Sunday, December 08, 2013

An endangered language?


A friend suggested that I might want to look into a website called Priceonomics.com. She was right. The business of the site seems to be crawling the web for data and selling the results; their blog is a potpourri of odd and less odd factoids collected along the way. It's fun for a stats geek.

I was particularly struck by a posting that reports: Only 4% of Languages Are Used Online. The author became aware that his Egyptian friends largely used Latin characters on the web rather than Arabic letters. Arabic is in no danger of erasure by technological change, but the web does "endanger" many less widely used tongues.
But thousands of other languages may never make the leap into the digital age.
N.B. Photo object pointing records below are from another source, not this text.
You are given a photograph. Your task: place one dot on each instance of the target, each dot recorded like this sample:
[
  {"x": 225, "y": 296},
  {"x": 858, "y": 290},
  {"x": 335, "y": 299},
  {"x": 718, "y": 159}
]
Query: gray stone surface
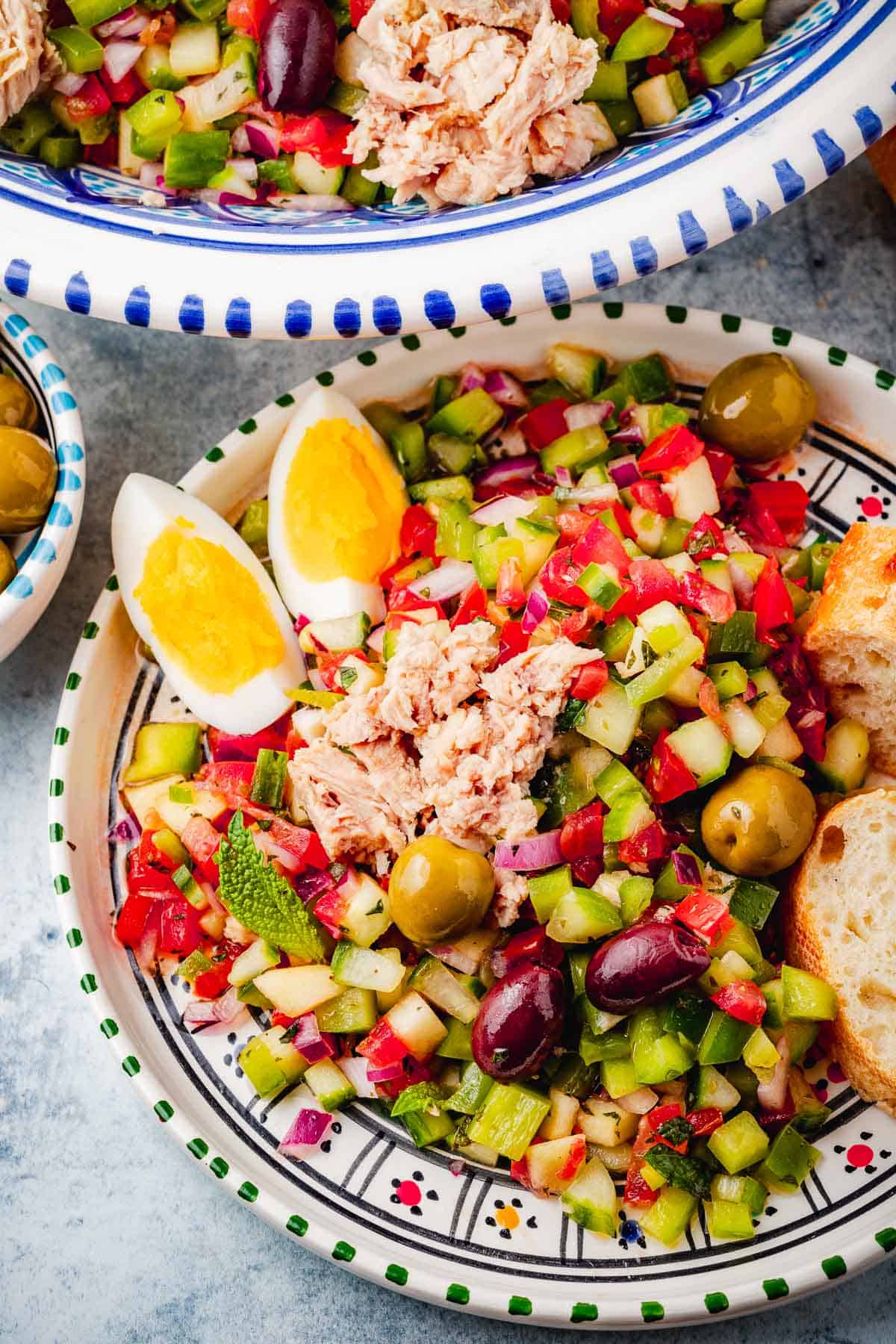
[{"x": 108, "y": 1233}]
A full 96% of the world’s 6,000+ languages appear to be dead when it comes to use on cell phones, laptops, and tablets, meaning that the Internet could be to languages what a certain comet was to the dinosaurs.

…Linguists note the extinction of languages with some pessimism: around 2,500 out of 7,000 languages spoken today are endangered. But the picture [mathematical linguist András] Kornai emerges with is much more alarming. Only about 170 languages, or 2%, are vital or thriving online. Another 140 (1.7%) are borderline cases. The remaining 96% (over 6,000) are still or “digitally dead.” And in Kornai’s opinion, given the prerequisites of a strong publishing infrastructure that includes technical tools to make it possible to use a language on digital devices and broad use by the younger generation, those 6,000+ languages have no hope of making the leap into the digital future.
This fit with some of what I saw on my recent trip to Bhutan. Dzongkha, the national language of Bhutan, is just the sort of language that gets left out of the international discourse on the web. According to an article in the Wikipedia, on Wikipedia, only about 160,000 of the Bhutanese are native speakers; the other 540,000 have other home tongues. Though Dzongkha is required for official business and is used for self-consciously Bhutanese culture (see this artist, for example), the language of instruction in the schools is English. English serves to bridge language gaps between Bhutanese and also with their large, sometimes culturally encroaching, neighbor India. And English is easily used on the web.
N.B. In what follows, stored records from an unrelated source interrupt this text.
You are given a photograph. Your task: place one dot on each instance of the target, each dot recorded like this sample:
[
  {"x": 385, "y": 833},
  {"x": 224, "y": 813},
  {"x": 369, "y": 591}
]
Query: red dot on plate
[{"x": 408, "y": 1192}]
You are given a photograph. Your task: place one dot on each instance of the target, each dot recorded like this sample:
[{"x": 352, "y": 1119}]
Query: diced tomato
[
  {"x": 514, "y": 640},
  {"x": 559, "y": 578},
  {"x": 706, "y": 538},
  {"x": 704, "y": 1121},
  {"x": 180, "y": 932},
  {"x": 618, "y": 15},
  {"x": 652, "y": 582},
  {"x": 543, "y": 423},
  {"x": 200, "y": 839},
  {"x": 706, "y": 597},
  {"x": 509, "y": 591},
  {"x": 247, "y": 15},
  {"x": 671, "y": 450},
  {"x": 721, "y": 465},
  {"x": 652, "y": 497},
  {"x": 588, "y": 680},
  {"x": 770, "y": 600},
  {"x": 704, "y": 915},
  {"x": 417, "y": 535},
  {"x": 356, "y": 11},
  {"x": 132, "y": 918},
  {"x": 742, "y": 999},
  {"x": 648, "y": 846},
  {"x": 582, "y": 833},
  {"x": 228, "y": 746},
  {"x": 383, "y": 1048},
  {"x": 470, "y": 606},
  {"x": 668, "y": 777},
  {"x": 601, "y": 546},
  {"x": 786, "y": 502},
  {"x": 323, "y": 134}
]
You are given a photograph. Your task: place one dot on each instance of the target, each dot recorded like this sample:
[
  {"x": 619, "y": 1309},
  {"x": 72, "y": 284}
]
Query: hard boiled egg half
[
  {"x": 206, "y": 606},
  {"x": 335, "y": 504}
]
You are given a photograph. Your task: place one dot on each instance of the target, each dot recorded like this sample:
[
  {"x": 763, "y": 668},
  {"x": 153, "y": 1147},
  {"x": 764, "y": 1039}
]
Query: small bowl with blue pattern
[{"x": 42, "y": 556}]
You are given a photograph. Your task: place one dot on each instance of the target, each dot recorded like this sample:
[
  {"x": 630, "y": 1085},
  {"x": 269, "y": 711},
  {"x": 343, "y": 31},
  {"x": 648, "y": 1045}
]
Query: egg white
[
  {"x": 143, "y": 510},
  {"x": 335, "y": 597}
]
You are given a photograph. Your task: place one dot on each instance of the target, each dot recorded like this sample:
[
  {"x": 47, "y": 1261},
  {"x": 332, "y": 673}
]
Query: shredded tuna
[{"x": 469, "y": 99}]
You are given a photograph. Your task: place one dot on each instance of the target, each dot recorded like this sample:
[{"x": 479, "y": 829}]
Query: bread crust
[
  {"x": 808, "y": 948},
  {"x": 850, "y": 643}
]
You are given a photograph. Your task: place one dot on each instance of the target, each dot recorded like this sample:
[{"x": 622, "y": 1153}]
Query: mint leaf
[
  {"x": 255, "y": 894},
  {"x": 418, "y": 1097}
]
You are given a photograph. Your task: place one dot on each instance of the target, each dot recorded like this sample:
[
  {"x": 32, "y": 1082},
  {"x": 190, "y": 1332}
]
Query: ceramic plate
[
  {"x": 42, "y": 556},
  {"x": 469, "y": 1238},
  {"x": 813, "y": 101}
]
Bhutan is one of the those countries which is leaping much of the industrial age to move directly into the digital one. Instead of installing the wiring for telephone communication, they've gone straight to ubiquitous cell phone coverage. People don't listen to radio; because so many have electricity, a byproduct of the national export of hydropower to India, they've gone straight to television and computers.
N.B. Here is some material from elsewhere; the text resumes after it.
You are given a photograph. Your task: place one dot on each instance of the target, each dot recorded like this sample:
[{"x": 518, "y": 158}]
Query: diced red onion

A Bhutanese living room in an unpretentious house
One member of our group suggested that her elementary school teacher daughter's third grade class might make good pen pals for Bhutanese students. She had to be politely told that the children would have to use email; land postal service is an expensive relic of another time, barely known outside the capital. But schools seem to be wired. And our guide explained that one third of Bhutanese are in some kind of educational program. When he graduated 20 years ago, Bhutan had 43 graduates from college that year. Now 3000 complete college annually. These young people, and every shop keeper and professional and business person, are all online; most likely in English.

Bhutan aims to retain much of its traditional culture while adapting and succeeding in a very different present. Language will be an issue and could be a stumbling block …

3 comments:

Rain Trueax said...

Here in my part of the West, a lot of the tribes are bringing back their language as part of their culture. Might happen there too in the future.

Michael Strickland said...

Actually, it might be more like the Dutch, who cling to their impossible-to-pronounce language while routinely learning three or four others fluently, especially English, to communicate with the rest of the world.

Hattie said...

When in Sweden I thought about the wealth of culture contained in Scandanavian languages that is opaque to me.
The loss of language diversity is indeed sad. And we have crippled ourselves as a nation, too, by being mostly monolingual.